Enterprise JavaScript Programming

One of the primary tasks of my development team at Microsoft is to develop client-side (web browser) UI frameworks and client-side APIs for Virtual Earth. As a heavy client-centric web application, our product, Windows Live Local, requires a lot of JavaScript based development coupled with server-side development (using popular AJAX and JSON protocols). What I have personally learned over time is that we have to be smart about what functionality we can build on the client-side vs. what functionality we can move to server side; this is a crucial step in the design process since most of the server side development is fairly simple (or straight forward) compared to JavaScript development. You might think I’m crazy when I say this but believe me it’s hard to do development in JavaScript – no, I’m not talking about simple client side scripts that you use to make dynamic HTML web sites – but I’m talking about Enterprise JavaScript Programming or simply EJP.

EJP is slightly different from what usually scripting developers do with JavaScript – EJP is different in a way that you need to build stacks of re-usable layers of JavaScript libraries that also allow you to plug in general development blocks such as threading, state-serializers, networking, perf counters, tracers etc – now the only problem is that the language is not mature enough to support these things natively. On contrary any .NET language (or Java) that can be used for server side development support these primitive concepts natively. That is why I say that it is hard to develop in JavaScript.
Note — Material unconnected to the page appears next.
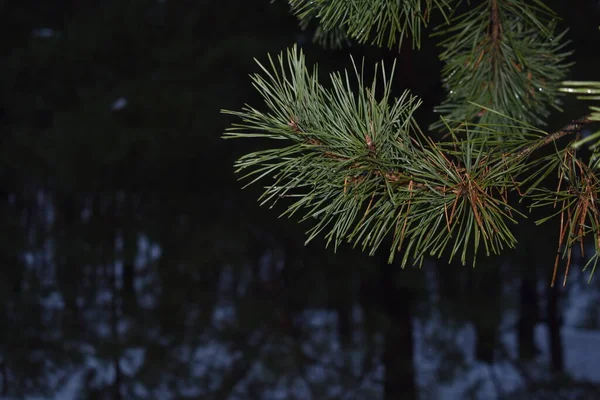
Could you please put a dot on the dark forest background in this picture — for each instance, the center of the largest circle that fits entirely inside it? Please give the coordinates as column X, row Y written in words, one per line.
column 133, row 266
Now,  I do know that there are some good debuggers out there that can make your life easier when you are working on 100s of thousands of scripting code but it’s not clearly enough. Microsoft’s Atlas framework is aimed to solve some of these problems by giving some structure and framework to JavaScript programming and it is a good start in EJP arena; but it is going to be a while to get production ready Atlas Framework, so we are on our own for building these core building blocks to build rich web applications and platforms like Virtual Earth.

So the bottom-line is this: “developing in JavaScript may be easy but developing Enterprise Ready Applications in JavaScript is extremely hard”. Do you agree?

Now, EJP is what precisely makes my job challenging and fun at Virtual Earth – so if you are ready to do some EJP, send me your resume. 🙂 

2 thoughts on “Enterprise JavaScript Programming”

  1. No, it is not. We just still haven’t learned to think this way. It reminds me how about 10 years ago I was arguing with QA guys about using Java on server side.